(Tony Sifert, Headline USA) On the House floor Tuesday and again in an interview with Fox News, Rep. Dan Bishop, R-N.C., accused Democrats, led by Speaker Nancy Pelosi, of delaying a bill providing extra security for Supreme Court Justices in order to protect the identity of the clerk who leaked Justice Alito’s Roe-overturning opinion in Dobbs v. Jackson Women’s Health Organization.
“I do think I know why this bill had to be delayed . . . that is because you want to protect the leaker, and that implies that although this has been pending for a month and a half, somebody knows who the leaker was, and that’s who you want to protect,” Bishop told Democrat members of the House of Representatives.

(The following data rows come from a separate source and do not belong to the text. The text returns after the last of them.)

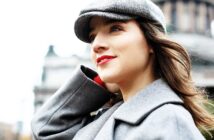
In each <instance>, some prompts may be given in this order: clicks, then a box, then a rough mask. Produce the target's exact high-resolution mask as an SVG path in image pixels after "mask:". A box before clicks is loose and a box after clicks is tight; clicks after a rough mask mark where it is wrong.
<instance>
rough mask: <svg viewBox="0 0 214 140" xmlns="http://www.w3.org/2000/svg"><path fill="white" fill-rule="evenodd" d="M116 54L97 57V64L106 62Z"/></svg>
mask: <svg viewBox="0 0 214 140" xmlns="http://www.w3.org/2000/svg"><path fill="white" fill-rule="evenodd" d="M115 57H116V56H110V55H103V56H100V57H98V58H97V64H98V65H102V64H105V63H108V62H109V61H111V60H112V59H114V58H115Z"/></svg>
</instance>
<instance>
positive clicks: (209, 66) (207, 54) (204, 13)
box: [0, 0, 214, 140]
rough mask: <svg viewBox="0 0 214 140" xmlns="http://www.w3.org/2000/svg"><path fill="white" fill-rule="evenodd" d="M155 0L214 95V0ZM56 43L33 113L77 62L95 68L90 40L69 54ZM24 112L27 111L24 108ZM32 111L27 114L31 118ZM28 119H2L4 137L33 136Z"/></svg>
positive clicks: (47, 57) (3, 137)
mask: <svg viewBox="0 0 214 140" xmlns="http://www.w3.org/2000/svg"><path fill="white" fill-rule="evenodd" d="M153 1H154V2H155V3H157V4H158V5H159V6H160V8H161V9H162V10H163V12H164V14H165V16H166V22H167V29H168V34H169V36H170V37H171V38H172V39H174V40H176V41H177V42H179V43H180V44H182V45H183V46H184V47H185V48H186V49H187V50H188V52H189V54H190V56H191V60H192V75H193V80H194V82H195V83H196V85H197V86H199V87H204V88H205V89H206V90H207V91H208V92H209V97H210V99H212V97H214V0H153ZM80 7H81V6H80ZM47 10H48V8H47ZM76 15H78V13H76ZM73 20H74V19H73ZM55 28H57V27H55ZM56 39H57V38H56ZM54 46H55V44H54V43H53V44H52V42H50V44H49V45H48V46H47V47H48V48H46V50H45V51H46V53H45V55H44V58H43V57H42V59H43V60H42V61H43V63H42V65H41V66H40V69H41V70H40V73H39V72H38V73H39V74H38V75H37V76H38V80H37V82H35V83H34V85H32V91H33V97H32V100H31V101H32V104H31V105H32V109H33V111H32V115H33V112H35V111H36V110H38V109H39V108H40V107H41V105H42V104H43V103H44V102H45V101H46V100H47V99H48V98H49V97H50V96H51V95H52V94H53V93H54V92H55V91H56V90H57V89H58V88H59V87H60V85H61V84H62V83H63V82H65V81H66V79H68V77H70V75H71V73H72V71H73V70H74V68H75V67H76V66H77V65H79V64H84V65H86V66H89V67H91V68H94V66H93V65H92V63H91V61H90V55H89V51H90V50H89V47H86V46H87V44H80V45H79V46H75V47H74V46H72V47H73V49H74V50H70V51H71V52H70V54H71V55H67V54H68V52H67V54H66V55H63V53H60V54H59V53H57V48H56V47H54ZM58 47H60V46H58ZM78 47H81V48H83V49H82V50H81V53H76V52H75V49H76V48H78ZM43 49H45V48H43ZM26 59H27V58H26ZM32 63H34V62H32ZM29 67H30V65H29ZM25 82H26V81H25ZM2 86H3V85H2ZM14 94H18V93H14ZM11 98H12V97H11ZM20 113H23V114H24V112H20ZM32 115H29V116H26V117H29V120H30V119H31V117H32ZM24 123H25V121H24V120H21V119H20V120H17V121H16V122H15V123H9V122H0V140H30V139H31V133H30V127H28V129H29V131H27V132H28V133H23V132H24V131H23V129H24V128H23V126H24ZM27 125H29V124H27Z"/></svg>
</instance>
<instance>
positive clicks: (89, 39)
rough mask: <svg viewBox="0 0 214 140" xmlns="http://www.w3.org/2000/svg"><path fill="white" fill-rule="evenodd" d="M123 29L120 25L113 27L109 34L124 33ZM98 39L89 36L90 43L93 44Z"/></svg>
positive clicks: (117, 25) (110, 30)
mask: <svg viewBox="0 0 214 140" xmlns="http://www.w3.org/2000/svg"><path fill="white" fill-rule="evenodd" d="M122 30H123V28H122V27H121V26H120V25H117V24H115V25H111V26H110V29H109V33H113V32H119V31H122ZM95 37H96V35H94V34H92V35H90V36H89V41H90V42H93V41H94V38H95Z"/></svg>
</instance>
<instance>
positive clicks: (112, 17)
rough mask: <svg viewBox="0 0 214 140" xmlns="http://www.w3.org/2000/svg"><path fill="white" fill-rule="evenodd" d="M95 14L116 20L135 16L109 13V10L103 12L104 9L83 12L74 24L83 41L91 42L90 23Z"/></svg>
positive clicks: (79, 16) (78, 36) (131, 17)
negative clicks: (90, 38)
mask: <svg viewBox="0 0 214 140" xmlns="http://www.w3.org/2000/svg"><path fill="white" fill-rule="evenodd" d="M95 16H99V17H104V18H108V19H114V20H122V21H123V20H130V19H132V18H133V17H131V16H127V15H122V14H117V13H109V12H108V13H107V12H102V11H93V12H87V13H84V14H81V15H80V16H79V17H78V19H77V20H76V22H75V24H74V31H75V34H76V36H77V37H78V38H79V39H80V40H82V41H83V42H86V43H90V40H89V32H90V28H89V24H90V20H91V18H92V17H95Z"/></svg>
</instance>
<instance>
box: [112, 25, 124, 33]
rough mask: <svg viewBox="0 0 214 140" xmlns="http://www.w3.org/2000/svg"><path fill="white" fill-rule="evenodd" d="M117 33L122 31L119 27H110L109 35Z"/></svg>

The bill in question — the Supreme Court Police Parity Act — finally passed Tuesday, with 27 Democrats voting against protecting conservative members of the Supreme Court from violence by pro-abortion domestic terrorist groups like Ruth Sent Us and leftist assassins like Nicholas Roske.
According to The Hill, the monthlong delay in passing the bill resulted from House Democrats’ demands for “an expanded bill that also offered protections to Supreme Court staff, including judicial clerks.”
In an appearance on Fox News after the vote, Bishop again raised the question of why the Democrats delayed adopting the new security measures.
“You gotta wonder if there is any bottom to their conduct,” Bishop said.
“The notion was they wanted to extend the protection to the families of the clerks . . . if that’s the case, it seems like they know the identity of the leaker,” he continued.
Bishop’s comments echoed those of House Minority Leader Kevin McCarthy, who accused Pelosi of “jeopardizing people’s lives.”
“If you change the bill, you’re trying to kill it and delay it,” McCarthy said. “You’re playing more games than anyone in this country can understand.”
Apparently shamed by Pelosie’s conduct, House Majority Leader Steny Hoyer said that he could not explain why Democrats had delayed for so long.
“I can’t really give you an explanation, because adding more employees doesn’t seem like a very controversial thing to do,” Hoyer told The Hill.